Remodelling Ca2+ Responsiveness of Cav2.3 by Cavb Subunits: Role of an N-Terminal Polyacidic Motif

Abstract

Ca2+-dependent inactivation of Cav2 channels is highly sensitive to intracellular Ca2+ buffers. Therefore, it seems likely that the cytoplasmic Ca2+ buffering scenario will have a large impact on the activity of Cav2.3 channels, which mediate Ca2+ influx associated with medium to slow neurotransmitter release. Using the whole-cell patch-clamp technique, here we show that the kinetics of the fast and slow components of macroscopic inactivation, τf and τs, of Cav2.3 are significantly slower when the cell is dyalized with 0.5 mM EGTA than when is dyalized with a solution containing no intracellular chelators.
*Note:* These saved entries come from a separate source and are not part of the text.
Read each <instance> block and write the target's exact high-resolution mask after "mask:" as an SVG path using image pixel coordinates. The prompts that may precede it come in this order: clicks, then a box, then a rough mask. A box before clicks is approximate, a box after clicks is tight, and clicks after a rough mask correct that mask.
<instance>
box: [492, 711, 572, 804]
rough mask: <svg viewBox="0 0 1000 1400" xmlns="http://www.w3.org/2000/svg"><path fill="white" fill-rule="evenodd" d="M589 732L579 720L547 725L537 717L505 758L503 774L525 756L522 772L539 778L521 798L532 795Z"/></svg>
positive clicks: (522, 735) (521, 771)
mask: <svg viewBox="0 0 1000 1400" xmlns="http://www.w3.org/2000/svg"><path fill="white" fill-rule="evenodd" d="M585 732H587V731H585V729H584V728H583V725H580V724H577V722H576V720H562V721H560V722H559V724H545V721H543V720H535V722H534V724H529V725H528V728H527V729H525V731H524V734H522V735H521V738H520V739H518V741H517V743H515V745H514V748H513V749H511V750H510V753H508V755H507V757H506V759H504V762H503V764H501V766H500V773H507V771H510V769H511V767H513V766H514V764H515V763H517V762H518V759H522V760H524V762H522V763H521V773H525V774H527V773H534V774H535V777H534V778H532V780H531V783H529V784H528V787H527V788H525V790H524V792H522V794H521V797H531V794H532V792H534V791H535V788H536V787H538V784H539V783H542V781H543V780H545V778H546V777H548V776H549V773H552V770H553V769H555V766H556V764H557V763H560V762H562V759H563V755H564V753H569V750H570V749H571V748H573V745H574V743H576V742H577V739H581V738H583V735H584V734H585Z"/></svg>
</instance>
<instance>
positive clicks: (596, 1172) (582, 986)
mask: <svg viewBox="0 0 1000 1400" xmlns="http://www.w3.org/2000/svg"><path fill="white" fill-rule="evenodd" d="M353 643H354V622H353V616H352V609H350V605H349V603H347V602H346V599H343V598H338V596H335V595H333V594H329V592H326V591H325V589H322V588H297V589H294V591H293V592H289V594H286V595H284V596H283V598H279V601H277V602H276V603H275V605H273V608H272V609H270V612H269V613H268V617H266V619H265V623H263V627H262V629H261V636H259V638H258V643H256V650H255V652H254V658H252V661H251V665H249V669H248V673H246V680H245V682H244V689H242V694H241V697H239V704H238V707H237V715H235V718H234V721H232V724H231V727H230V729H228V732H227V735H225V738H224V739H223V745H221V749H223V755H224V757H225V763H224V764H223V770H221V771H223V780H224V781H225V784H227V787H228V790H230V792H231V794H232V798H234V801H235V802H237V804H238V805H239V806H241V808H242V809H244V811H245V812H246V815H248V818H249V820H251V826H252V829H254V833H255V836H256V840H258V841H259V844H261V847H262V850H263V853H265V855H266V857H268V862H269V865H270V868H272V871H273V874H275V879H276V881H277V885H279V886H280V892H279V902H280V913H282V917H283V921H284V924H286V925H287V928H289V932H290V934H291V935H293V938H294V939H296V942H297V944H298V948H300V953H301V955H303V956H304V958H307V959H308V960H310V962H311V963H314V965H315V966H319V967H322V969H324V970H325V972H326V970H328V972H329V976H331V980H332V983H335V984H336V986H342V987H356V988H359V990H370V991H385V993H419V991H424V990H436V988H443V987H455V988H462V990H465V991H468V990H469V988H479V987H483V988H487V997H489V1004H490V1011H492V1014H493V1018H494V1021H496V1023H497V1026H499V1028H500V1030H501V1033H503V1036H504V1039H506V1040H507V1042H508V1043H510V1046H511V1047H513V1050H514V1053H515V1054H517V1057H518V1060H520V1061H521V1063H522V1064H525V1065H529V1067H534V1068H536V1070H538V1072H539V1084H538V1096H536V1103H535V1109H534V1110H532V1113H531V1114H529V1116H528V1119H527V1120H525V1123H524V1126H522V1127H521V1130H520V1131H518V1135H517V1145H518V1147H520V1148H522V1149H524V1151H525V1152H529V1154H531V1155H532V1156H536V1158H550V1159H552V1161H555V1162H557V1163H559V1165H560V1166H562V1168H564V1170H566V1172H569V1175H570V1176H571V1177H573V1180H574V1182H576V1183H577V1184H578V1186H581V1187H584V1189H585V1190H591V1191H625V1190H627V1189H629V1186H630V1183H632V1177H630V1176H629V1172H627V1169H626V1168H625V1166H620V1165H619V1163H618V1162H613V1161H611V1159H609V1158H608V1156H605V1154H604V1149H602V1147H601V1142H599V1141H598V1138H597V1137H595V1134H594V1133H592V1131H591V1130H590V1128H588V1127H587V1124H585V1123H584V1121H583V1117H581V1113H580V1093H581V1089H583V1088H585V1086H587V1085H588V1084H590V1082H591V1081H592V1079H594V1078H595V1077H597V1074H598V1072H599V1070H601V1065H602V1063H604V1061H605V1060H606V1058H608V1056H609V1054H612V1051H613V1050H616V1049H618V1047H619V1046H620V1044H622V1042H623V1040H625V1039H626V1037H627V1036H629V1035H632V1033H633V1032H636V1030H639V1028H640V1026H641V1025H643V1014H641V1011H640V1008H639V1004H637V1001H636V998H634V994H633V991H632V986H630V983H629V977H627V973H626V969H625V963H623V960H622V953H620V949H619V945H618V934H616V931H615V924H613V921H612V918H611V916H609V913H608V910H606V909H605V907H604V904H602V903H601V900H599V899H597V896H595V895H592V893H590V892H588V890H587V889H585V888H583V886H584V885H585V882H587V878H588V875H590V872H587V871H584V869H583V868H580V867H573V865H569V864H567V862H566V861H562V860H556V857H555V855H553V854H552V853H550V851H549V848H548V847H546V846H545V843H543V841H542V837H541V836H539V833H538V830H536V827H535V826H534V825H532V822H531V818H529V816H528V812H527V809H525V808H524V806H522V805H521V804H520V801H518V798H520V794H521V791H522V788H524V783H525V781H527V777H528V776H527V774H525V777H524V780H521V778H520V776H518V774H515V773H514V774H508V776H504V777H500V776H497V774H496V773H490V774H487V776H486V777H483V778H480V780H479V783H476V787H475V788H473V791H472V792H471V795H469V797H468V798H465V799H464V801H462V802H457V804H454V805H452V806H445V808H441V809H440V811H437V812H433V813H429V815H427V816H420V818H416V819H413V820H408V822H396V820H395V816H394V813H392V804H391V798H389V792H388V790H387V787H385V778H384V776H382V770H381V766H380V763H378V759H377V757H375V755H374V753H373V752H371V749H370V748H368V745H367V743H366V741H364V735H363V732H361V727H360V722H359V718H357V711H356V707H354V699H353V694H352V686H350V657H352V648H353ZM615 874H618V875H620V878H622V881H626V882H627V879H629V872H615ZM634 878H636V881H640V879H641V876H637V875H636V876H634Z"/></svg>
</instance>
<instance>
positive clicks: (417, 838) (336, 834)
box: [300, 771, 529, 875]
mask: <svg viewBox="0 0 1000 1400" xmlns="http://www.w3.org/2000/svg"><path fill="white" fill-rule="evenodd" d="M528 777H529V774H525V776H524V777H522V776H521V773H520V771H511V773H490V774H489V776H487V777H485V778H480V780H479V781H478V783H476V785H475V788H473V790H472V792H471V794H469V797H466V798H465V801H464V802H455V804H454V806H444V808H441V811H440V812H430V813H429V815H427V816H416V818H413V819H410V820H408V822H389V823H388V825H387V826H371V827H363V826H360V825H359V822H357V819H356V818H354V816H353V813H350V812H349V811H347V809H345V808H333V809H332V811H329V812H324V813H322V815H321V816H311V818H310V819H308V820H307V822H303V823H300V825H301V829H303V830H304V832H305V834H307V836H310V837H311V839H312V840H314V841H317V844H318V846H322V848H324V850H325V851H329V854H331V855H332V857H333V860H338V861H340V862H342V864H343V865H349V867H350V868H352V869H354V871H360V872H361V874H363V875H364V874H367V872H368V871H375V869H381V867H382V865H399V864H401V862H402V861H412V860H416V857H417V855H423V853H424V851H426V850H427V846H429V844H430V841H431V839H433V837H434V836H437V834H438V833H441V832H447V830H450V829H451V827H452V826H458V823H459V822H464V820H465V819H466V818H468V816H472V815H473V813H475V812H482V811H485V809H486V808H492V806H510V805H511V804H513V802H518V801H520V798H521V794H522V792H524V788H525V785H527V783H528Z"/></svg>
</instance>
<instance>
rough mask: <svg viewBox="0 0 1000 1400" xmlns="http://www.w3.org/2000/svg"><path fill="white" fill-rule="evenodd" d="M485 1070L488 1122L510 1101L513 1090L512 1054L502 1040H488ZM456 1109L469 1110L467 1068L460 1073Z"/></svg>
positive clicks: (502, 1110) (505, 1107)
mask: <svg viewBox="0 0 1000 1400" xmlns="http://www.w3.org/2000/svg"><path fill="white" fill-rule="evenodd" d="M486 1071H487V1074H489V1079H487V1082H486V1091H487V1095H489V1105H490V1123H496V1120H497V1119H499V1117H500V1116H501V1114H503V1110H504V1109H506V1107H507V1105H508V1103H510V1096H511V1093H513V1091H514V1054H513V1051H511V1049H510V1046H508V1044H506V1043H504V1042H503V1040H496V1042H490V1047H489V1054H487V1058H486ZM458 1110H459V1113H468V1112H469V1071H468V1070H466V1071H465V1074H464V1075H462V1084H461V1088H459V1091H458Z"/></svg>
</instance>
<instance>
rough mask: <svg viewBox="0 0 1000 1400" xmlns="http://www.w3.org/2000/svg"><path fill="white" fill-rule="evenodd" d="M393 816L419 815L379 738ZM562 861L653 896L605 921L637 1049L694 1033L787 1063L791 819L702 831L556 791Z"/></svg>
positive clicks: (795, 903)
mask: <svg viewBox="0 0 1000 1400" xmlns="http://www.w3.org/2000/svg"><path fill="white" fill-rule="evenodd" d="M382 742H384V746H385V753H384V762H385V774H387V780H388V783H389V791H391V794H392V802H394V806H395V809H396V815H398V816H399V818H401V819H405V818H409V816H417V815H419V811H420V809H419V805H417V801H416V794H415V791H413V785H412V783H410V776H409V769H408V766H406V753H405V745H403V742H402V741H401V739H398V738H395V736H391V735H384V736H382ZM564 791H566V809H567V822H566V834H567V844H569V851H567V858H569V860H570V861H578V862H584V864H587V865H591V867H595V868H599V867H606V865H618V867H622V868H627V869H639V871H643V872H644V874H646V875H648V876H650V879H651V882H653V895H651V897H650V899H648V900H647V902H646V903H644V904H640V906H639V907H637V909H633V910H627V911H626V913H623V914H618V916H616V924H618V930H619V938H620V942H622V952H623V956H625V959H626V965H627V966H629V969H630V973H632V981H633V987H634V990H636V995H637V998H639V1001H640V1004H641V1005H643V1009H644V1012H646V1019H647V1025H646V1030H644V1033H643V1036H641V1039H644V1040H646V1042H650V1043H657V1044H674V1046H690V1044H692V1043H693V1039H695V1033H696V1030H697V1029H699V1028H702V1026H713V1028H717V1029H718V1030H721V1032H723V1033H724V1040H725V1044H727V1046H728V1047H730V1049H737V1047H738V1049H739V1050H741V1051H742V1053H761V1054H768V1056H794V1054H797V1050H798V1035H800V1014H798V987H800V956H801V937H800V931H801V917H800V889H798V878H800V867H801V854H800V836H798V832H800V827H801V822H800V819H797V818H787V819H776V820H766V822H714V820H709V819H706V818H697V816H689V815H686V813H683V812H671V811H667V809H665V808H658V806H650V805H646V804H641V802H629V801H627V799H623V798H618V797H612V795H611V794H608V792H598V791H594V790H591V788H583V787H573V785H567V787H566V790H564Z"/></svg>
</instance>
Rat Cavβ3 and a Cavβ subunit from the human parasite Schistosoma mansoni (CaβSm) eliminate the sensitivity of τf, but not of τs, to 0.5 mM EGTA. Interestingly, CavβSmalso eliminates the sensitivity of τf to 5 mM BAPTA, whereas Cavβ3 does not. Differently from mammalian Cavβ's, CavβSm contains a long N-terminal poly-acidic motif (NPAM). Does this motif interfere with responsiveness of τf to BAPTA? Coexpression with a CavβSm subunit without NPAM increased the sensitivity of τf to 5 mM BAPTA and enhanced the sensitivity of τs to EGTA and BAPTA. Coexpression with a chimaeric Cavβ3 subunit that contains an NPAM suppressed the sensitivity of both τf and τs to intracellular buffering. Thus, we conclude that presence of NPAM in Cavβ subunits reduces or suppresses the sensitivity of Cav2.3 inactivation to intracellular chelators. Perhaps NPAMs compete for Ca2+ with cellular buffers in the microdomains associated with Cav channels. We propose that the NPAM is a built-in buffer within the architecture of the CavβSm subunit with a function in modulating inactivation of schistosome Cav channels. Recombinant mammalian Cavβ subunits containing NPAMs could potentially offer a novel therapeutic strategy for diseases associated with enhanced Ca2+ entry.